In general, these matrices satisfy an important number of mathematical relations. The most important are:

$\left\{\sigma_i,\sigma_j\right\}=2\sigma_i\sigma_j+2i\varepsilon_{ijk}\sigma_k$

and

$\sigma_i\sigma_j=i\varepsilon_{ijk}\sigma_k$

The commutators of Pauli matrices are given by:

$\left[\sigma_i,\sigma_j\right]=2if_{ijk}\sigma_k$

$f_{ijk}=\dfrac{1}{2}\varepsilon_{ijk}$ $d_{ijk}=0$

The Casimir operator/matrix related to the Pauli basis is:

$C(\sigma_i)=\sigma_i^2=\sigma_1^2+\sigma_2^2+\sigma_3^2$

This matrix, by Schur’s lemma, has to be a multiple of the identity matrix (it commutes with each one of the 3 generators of the Pauli algebra, as it can be easily proved). Please, note that using the previous Pauli representation of the Pauli algebra we get:

$\displaystyle{C=\sum_i\sigma_i^2=3I}$

Q.E.D.

A similar relation, with different overall prefactor, must be true for ANY other representation of the Lie group algebra su(2). In fact, it can be proved in Quantum Mechanics that this number is “four times” the $j(j+1)$ quantum number associated to the angular momentum and it characterizes completely the representation. The general theory of the representation of the Lie group SU(2) and its algebra su(2) is known in physics as the general theory of the angular momentum!

Example 2. The SU(3) group.

If n=3, the theory of $SU(3)$ is important for Quantum Chromodynamics (QCD) and the quark theory.

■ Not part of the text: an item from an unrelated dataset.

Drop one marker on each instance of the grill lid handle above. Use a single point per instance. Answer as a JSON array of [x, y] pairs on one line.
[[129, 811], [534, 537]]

It is also useful in Grand Unified Theories (GUTs) and flavor physics.

$SU(3)=\left\{U\in M_{3\times 3})(\mathbb{C})/UU^+=U^+U=I_{3\times 3},\det U=1\right\}$

The number of parameters of SU(3) is 8 (recall that there are 8 different massless gluons in QCD) and the rank of the Lie algebra is equal to two, so there are two Casimir operators.

The analogue generators of SU(3), compared with the Pauli matrices, are the so-called Gell-Mann matrices. They are 8 independent traceless matrices. There are some “different” elections in literature, but a standard choice are the following matrices:

$\lambda_1=\begin{pmatrix}0 & 1 & 0\\ 1 & 0 & 0\\ 0 & 0 &0\end{pmatrix}$

$\lambda_2=\begin{pmatrix}0 & -i & 0\\ i & 0 & 0\\ 0 & 0 &0\end{pmatrix}$

$\lambda_3=\begin{pmatrix}1 & 0 & 0\\ 0 & -1 & 0\\ 0 & 0 &0\end{pmatrix}$

$\lambda_4=\begin{pmatrix}0 & 0 & 1\\ 0 & 0 & 0\\ 1 & 0 &0\end{pmatrix}$

$\lambda_5=\begin{pmatrix}0 & 0 & -i\\ 0 & 0 & 0\\ i & 0 &0\end{pmatrix}$

$\lambda_6=\begin{pmatrix}0 & 0 & 0\\ 0 & 0 & 1\\ 0 & 1 &0\end{pmatrix}$

$\lambda_7=\begin{pmatrix}0 & 0 & 0\\ 0 & 0 & -i\\ 0 & i &0\end{pmatrix}$

$\lambda_8=\dfrac{1}{\sqrt{3}}\begin{pmatrix}1 & 0 & 0\\ 0 & 1 & 0\\ 0 & 0 &-2\end{pmatrix}$

Gell-Mann matrices above satisfy a normalization condition:

$\mbox{Tr}(\lambda_i\lambda_j)=2\delta_{ij}$

where $\delta_{ij}$ is the Kronecker delta in two indices.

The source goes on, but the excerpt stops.